The organization known by its acronym OPCW also said it has sent a team of inspectors to Libya for the first time since February and they reported that none of Gadhafi's known chemical arsenal was plundered during the civil war that toppled the former dictator.
The inspectors, "confirmed that the full stockpile of undestroyed sulfur mustard and precursors remains in place," at a storage depot in southeastern Libya, the organization said. "The inspectors also took further measures to ensure the integrity of the stockpiles until destruction operations can resume under OPCW verification."
It is not yet clear when the destruction will get under way again.
Libya declared in 2004 it had 25 metric tons of sulfur mustard and 1,400 metric tons of precursor chemicals used to make chemical weapons. It also declared more than 3,500 unfilled aerial bombs designed for use with chemical warfare agents such as sulfur mustard, and three chemical weapons production facilities.
At that time, Gadhafi was trying to shed his image as an international outcast and restore relations with Western governments, pledging not only to dismantle his chemical weapons program but also to abandon ambitions for Libya to become a nuclear weapons power.
By February, when destruction was halted by a technical breakdown, the country had destroyed 55 percent of its declared sulfur mustard and 40 percent of the precursor chemicals.

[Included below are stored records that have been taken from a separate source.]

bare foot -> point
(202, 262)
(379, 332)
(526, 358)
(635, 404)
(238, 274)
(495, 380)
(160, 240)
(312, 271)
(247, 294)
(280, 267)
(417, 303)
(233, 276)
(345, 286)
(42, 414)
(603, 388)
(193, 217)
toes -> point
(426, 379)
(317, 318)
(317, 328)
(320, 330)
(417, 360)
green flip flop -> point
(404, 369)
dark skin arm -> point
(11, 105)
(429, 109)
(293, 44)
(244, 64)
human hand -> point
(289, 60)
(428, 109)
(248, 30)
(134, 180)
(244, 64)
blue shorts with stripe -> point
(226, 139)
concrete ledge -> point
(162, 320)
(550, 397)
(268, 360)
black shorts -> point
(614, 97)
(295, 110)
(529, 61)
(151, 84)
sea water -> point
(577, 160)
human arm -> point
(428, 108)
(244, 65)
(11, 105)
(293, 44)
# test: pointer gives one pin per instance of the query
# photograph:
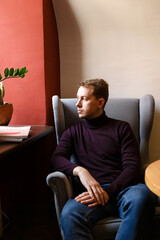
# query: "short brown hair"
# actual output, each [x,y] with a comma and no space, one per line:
[100,88]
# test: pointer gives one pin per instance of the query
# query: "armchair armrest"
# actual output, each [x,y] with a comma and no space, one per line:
[62,189]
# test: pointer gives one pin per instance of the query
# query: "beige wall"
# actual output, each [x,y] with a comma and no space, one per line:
[118,40]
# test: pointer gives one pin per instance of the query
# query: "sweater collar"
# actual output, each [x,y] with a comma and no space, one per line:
[96,122]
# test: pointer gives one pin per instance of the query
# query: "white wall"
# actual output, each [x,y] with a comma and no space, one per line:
[117,40]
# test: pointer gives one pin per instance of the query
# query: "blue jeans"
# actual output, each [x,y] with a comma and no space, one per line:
[135,205]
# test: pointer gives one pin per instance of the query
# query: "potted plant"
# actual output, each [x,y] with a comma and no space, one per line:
[6,109]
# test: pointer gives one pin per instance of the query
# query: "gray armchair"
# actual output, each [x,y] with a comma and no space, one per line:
[139,113]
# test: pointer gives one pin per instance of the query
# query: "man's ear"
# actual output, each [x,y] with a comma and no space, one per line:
[101,102]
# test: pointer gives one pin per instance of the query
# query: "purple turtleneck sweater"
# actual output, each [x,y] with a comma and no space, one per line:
[106,147]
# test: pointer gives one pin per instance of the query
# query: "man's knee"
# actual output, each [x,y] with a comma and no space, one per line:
[139,197]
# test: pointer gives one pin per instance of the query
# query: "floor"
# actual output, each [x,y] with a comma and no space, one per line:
[31,224]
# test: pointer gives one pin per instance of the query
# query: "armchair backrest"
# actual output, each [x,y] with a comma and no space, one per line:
[138,112]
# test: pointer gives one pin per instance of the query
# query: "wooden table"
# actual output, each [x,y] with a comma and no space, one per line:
[152,177]
[10,151]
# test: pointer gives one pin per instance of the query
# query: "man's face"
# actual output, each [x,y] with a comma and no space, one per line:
[88,106]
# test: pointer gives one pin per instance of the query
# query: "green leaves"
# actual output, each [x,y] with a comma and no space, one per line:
[11,73]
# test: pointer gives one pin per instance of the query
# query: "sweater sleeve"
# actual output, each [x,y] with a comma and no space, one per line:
[130,160]
[60,160]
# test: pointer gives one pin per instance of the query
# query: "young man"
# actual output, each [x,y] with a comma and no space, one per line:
[108,169]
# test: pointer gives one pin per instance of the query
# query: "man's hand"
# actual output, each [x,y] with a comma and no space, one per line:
[85,198]
[96,195]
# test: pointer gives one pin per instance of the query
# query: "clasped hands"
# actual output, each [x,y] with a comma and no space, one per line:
[94,195]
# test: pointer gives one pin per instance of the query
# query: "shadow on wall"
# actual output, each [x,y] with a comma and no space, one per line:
[70,45]
[155,138]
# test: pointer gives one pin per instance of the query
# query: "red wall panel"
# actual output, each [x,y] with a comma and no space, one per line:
[22,27]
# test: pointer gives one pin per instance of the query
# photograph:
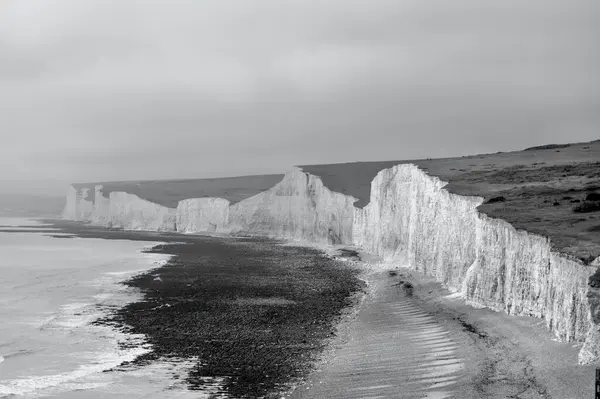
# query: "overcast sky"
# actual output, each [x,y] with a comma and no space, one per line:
[94,90]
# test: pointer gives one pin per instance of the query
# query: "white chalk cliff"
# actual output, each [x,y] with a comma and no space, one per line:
[410,219]
[202,215]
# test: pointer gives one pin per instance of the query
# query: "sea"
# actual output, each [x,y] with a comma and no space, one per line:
[52,289]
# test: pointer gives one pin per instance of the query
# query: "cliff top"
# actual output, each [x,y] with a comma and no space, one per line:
[170,192]
[537,189]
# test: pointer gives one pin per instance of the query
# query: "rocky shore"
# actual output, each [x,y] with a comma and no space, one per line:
[254,313]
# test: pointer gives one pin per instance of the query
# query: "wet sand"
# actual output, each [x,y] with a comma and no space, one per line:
[410,338]
[251,313]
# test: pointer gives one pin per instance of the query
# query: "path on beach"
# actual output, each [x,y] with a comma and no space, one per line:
[416,340]
[392,349]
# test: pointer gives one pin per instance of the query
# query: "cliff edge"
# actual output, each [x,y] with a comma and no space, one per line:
[496,229]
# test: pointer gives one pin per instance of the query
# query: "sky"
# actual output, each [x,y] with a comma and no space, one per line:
[97,90]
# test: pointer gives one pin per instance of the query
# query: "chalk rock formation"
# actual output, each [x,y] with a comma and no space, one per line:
[298,207]
[130,212]
[411,218]
[202,215]
[78,206]
[101,214]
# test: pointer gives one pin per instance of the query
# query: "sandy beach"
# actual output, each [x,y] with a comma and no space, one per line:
[411,338]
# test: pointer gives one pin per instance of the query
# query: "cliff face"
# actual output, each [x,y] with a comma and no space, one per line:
[298,207]
[410,219]
[129,212]
[202,215]
[101,214]
[78,206]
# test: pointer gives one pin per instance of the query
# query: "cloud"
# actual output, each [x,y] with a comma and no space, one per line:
[125,89]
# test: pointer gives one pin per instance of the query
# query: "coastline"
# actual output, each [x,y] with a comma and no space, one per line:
[257,310]
[504,355]
[501,355]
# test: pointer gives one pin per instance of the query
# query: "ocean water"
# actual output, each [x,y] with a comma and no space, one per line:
[51,290]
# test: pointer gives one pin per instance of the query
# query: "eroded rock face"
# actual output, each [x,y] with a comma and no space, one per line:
[298,207]
[78,206]
[590,352]
[101,213]
[129,212]
[202,215]
[411,219]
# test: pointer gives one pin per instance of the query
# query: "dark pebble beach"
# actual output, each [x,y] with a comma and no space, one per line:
[253,313]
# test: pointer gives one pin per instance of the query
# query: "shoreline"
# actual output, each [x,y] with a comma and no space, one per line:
[505,355]
[259,341]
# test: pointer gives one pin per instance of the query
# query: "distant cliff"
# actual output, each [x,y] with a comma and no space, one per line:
[410,219]
[24,205]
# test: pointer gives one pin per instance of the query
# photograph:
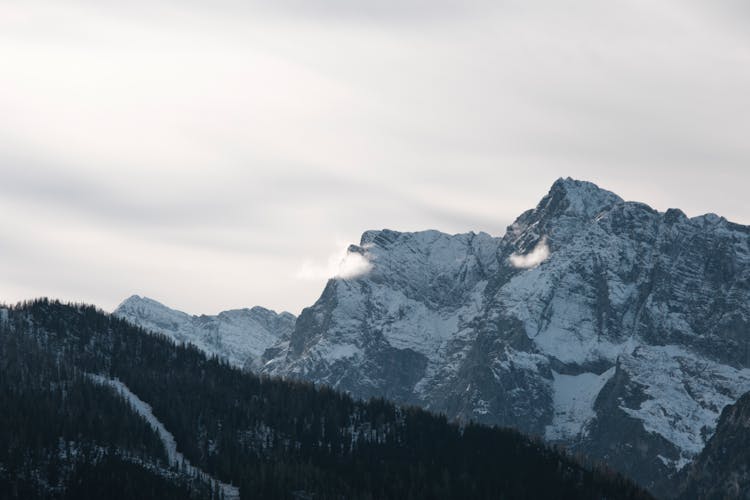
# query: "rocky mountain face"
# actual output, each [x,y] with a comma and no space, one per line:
[601,324]
[239,336]
[722,470]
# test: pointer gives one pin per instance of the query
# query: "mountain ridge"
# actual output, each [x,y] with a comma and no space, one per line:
[599,323]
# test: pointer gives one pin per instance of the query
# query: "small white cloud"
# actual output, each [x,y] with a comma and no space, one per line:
[539,254]
[347,266]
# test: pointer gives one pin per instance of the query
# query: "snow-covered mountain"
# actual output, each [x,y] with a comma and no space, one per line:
[239,336]
[601,324]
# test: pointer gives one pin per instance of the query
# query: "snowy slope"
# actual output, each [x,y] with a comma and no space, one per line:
[239,336]
[603,324]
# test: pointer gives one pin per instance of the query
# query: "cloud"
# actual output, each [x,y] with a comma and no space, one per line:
[348,266]
[539,254]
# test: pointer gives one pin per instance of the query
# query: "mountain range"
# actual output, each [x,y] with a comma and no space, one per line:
[93,407]
[603,325]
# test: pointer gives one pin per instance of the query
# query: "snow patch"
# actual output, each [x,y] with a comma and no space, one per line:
[573,398]
[176,459]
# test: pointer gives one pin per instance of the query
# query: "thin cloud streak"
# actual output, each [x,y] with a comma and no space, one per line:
[238,138]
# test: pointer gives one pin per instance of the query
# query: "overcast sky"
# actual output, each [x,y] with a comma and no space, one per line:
[222,154]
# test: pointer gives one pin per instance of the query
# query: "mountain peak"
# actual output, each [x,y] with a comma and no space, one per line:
[576,197]
[568,203]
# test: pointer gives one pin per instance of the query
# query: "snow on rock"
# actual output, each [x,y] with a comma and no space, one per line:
[573,400]
[239,336]
[176,459]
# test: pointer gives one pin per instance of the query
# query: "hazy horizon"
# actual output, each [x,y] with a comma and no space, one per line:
[222,156]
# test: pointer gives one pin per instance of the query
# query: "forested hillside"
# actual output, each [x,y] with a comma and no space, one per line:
[64,436]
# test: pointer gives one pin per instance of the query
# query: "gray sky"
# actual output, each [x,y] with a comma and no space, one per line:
[222,154]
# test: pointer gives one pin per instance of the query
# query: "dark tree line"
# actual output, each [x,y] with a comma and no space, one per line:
[273,438]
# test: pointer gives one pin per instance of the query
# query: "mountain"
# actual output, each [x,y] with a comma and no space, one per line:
[601,324]
[239,336]
[94,407]
[722,470]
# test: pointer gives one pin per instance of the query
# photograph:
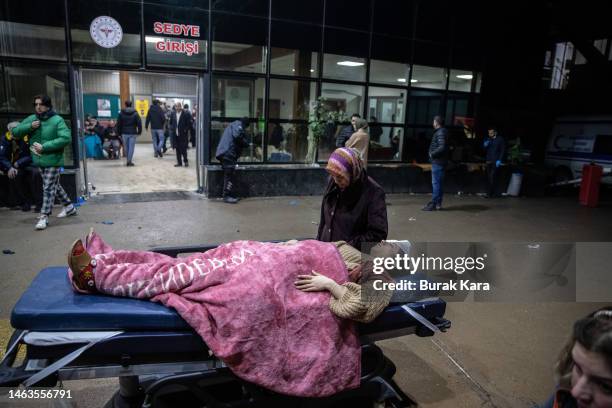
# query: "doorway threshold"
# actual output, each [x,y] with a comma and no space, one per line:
[124,198]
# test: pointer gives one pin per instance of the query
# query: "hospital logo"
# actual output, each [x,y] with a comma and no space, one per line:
[106,32]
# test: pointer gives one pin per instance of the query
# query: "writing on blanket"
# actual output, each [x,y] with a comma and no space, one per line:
[179,275]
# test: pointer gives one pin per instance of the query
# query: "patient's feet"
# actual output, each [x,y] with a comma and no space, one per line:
[81,268]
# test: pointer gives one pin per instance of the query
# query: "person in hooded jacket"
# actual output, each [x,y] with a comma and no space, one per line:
[48,135]
[129,126]
[230,147]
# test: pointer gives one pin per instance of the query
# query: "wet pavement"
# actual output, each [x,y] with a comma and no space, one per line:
[495,355]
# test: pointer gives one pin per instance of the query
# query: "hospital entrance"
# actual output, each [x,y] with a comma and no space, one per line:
[104,166]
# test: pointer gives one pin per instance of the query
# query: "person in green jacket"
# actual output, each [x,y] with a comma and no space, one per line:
[49,135]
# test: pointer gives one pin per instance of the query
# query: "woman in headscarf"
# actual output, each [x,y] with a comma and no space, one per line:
[353,208]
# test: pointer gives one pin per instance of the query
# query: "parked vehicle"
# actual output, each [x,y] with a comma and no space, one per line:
[579,140]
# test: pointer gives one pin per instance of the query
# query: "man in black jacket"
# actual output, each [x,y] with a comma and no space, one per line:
[229,149]
[438,154]
[180,125]
[495,147]
[129,126]
[157,119]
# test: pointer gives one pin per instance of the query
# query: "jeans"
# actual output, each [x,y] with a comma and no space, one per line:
[437,180]
[130,144]
[158,140]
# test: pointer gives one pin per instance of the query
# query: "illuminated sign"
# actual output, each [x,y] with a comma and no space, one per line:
[181,46]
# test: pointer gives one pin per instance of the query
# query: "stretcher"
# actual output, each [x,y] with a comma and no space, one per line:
[160,361]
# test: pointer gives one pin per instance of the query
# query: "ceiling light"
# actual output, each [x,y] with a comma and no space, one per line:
[350,63]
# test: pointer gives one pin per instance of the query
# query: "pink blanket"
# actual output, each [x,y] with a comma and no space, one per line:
[241,299]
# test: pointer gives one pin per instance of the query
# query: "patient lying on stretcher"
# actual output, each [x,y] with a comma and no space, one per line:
[353,299]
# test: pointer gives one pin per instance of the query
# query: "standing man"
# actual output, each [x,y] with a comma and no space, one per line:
[230,147]
[495,147]
[14,159]
[438,155]
[180,125]
[157,119]
[347,131]
[129,126]
[48,135]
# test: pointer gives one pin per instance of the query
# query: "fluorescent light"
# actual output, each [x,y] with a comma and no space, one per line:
[350,63]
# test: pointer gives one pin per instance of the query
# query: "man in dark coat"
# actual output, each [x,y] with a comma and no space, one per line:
[129,126]
[157,119]
[14,160]
[438,154]
[495,147]
[181,123]
[233,140]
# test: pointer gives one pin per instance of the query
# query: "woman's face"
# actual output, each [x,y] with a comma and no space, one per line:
[341,182]
[591,379]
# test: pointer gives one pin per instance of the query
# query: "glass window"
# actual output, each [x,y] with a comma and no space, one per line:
[253,153]
[423,106]
[460,80]
[428,77]
[345,55]
[291,99]
[294,49]
[118,37]
[299,10]
[239,43]
[386,72]
[26,80]
[353,14]
[386,143]
[287,142]
[394,17]
[460,112]
[343,98]
[386,105]
[250,7]
[175,36]
[238,97]
[27,32]
[417,144]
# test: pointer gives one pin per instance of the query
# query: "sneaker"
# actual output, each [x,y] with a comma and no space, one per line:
[81,268]
[42,223]
[67,211]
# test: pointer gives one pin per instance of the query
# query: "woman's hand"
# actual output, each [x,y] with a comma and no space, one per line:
[313,283]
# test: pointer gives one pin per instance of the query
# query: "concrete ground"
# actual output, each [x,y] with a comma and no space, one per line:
[495,355]
[149,174]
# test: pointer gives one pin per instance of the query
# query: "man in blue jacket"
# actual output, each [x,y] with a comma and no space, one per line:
[233,140]
[438,154]
[495,147]
[14,159]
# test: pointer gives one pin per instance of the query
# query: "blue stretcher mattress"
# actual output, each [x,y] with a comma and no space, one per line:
[50,304]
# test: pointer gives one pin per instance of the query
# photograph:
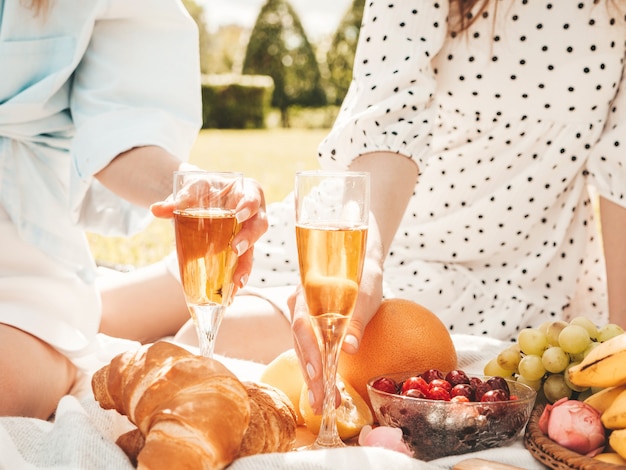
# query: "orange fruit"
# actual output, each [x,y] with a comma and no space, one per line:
[284,373]
[351,415]
[403,336]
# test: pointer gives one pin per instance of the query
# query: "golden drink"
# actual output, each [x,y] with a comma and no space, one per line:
[331,263]
[206,260]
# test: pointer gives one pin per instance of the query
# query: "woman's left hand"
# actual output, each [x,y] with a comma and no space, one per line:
[251,212]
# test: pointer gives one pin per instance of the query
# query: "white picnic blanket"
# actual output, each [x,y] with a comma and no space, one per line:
[82,435]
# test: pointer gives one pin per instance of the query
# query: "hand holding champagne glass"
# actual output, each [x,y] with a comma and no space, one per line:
[205,224]
[332,210]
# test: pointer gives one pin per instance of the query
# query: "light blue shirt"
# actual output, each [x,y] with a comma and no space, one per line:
[79,84]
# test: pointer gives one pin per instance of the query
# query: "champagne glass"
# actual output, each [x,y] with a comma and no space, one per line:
[205,224]
[332,211]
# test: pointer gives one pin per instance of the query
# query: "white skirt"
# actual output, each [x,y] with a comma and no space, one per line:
[41,297]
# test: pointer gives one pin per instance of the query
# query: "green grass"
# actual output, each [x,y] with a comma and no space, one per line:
[271,156]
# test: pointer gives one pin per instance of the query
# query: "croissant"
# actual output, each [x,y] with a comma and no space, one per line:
[191,411]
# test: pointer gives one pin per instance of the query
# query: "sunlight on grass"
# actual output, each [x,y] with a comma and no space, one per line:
[270,156]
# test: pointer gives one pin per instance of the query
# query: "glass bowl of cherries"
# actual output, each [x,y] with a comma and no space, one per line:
[451,413]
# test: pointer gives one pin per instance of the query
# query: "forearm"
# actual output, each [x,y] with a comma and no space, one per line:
[142,175]
[613,219]
[393,179]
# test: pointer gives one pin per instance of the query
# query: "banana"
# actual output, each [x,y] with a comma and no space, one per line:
[610,457]
[604,366]
[617,441]
[614,417]
[602,399]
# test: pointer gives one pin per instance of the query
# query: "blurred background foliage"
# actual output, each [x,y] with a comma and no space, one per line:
[268,130]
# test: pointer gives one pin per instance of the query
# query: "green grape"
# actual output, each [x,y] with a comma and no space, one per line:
[532,341]
[587,324]
[576,388]
[509,358]
[531,367]
[574,339]
[544,327]
[593,345]
[534,384]
[555,388]
[555,360]
[493,369]
[553,330]
[608,331]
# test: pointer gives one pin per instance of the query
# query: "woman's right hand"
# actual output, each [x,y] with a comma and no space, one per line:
[305,341]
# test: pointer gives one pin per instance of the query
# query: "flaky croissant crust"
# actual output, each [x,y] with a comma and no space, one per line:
[191,411]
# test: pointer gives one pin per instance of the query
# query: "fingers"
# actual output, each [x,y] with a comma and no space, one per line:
[306,346]
[244,267]
[163,209]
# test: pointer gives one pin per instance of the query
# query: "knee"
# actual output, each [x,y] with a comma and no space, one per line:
[33,375]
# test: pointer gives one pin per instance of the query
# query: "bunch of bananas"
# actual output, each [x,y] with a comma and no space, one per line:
[605,368]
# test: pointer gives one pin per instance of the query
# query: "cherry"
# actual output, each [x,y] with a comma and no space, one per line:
[462,390]
[460,399]
[440,383]
[432,374]
[414,382]
[499,383]
[438,393]
[480,388]
[456,377]
[385,384]
[494,395]
[415,393]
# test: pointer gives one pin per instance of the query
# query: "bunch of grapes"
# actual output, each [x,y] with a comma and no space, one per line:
[541,356]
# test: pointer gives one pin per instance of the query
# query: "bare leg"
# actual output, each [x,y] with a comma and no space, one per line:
[33,375]
[252,329]
[143,305]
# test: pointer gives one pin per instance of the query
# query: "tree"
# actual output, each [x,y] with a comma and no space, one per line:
[340,55]
[278,47]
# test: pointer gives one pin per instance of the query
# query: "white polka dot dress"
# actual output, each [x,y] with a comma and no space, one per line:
[514,124]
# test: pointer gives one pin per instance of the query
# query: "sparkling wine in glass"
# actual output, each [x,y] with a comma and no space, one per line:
[205,224]
[332,211]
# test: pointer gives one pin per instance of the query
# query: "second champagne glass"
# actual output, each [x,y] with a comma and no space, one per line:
[205,224]
[332,210]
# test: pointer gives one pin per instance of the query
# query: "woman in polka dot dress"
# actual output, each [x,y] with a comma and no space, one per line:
[488,128]
[510,115]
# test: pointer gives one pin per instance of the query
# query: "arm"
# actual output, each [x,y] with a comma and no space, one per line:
[613,222]
[142,175]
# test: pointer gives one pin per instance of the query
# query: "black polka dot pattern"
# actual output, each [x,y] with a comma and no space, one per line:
[510,123]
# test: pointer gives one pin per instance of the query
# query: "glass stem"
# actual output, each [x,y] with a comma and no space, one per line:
[207,319]
[330,336]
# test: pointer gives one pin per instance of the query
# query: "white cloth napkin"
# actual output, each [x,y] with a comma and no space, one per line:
[82,435]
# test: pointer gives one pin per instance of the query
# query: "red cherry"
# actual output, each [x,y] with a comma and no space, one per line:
[494,395]
[456,377]
[414,382]
[462,390]
[498,383]
[432,374]
[385,384]
[440,383]
[460,399]
[415,393]
[438,393]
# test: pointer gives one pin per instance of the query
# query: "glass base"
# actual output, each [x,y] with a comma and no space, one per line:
[207,319]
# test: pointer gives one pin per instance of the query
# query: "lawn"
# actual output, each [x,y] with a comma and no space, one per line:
[270,156]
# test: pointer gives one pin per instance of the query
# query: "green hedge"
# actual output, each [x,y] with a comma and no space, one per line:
[236,101]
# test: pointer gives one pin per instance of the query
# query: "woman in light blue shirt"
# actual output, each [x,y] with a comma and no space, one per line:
[99,103]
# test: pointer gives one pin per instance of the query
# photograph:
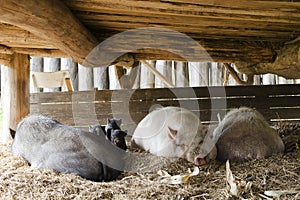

However, while Libya appeared to be complying with its international obligation to destroy its entire stockpile, it now appears that Gadhafi had other chemical weapons he never declared.
Libya says it has uncovered "what are believed to be chemical weapons," the OPCW said. "The OPCW will continue to work with the Libyan authorities to verify and destroy any newly declared stocks."
OPCW spokesman Michael Luhan said Libyan authorities "informally advised us they have identified additional sites they believe are chemical weapons material." He did not elaborate on the kind or quantity of the suspected weapons.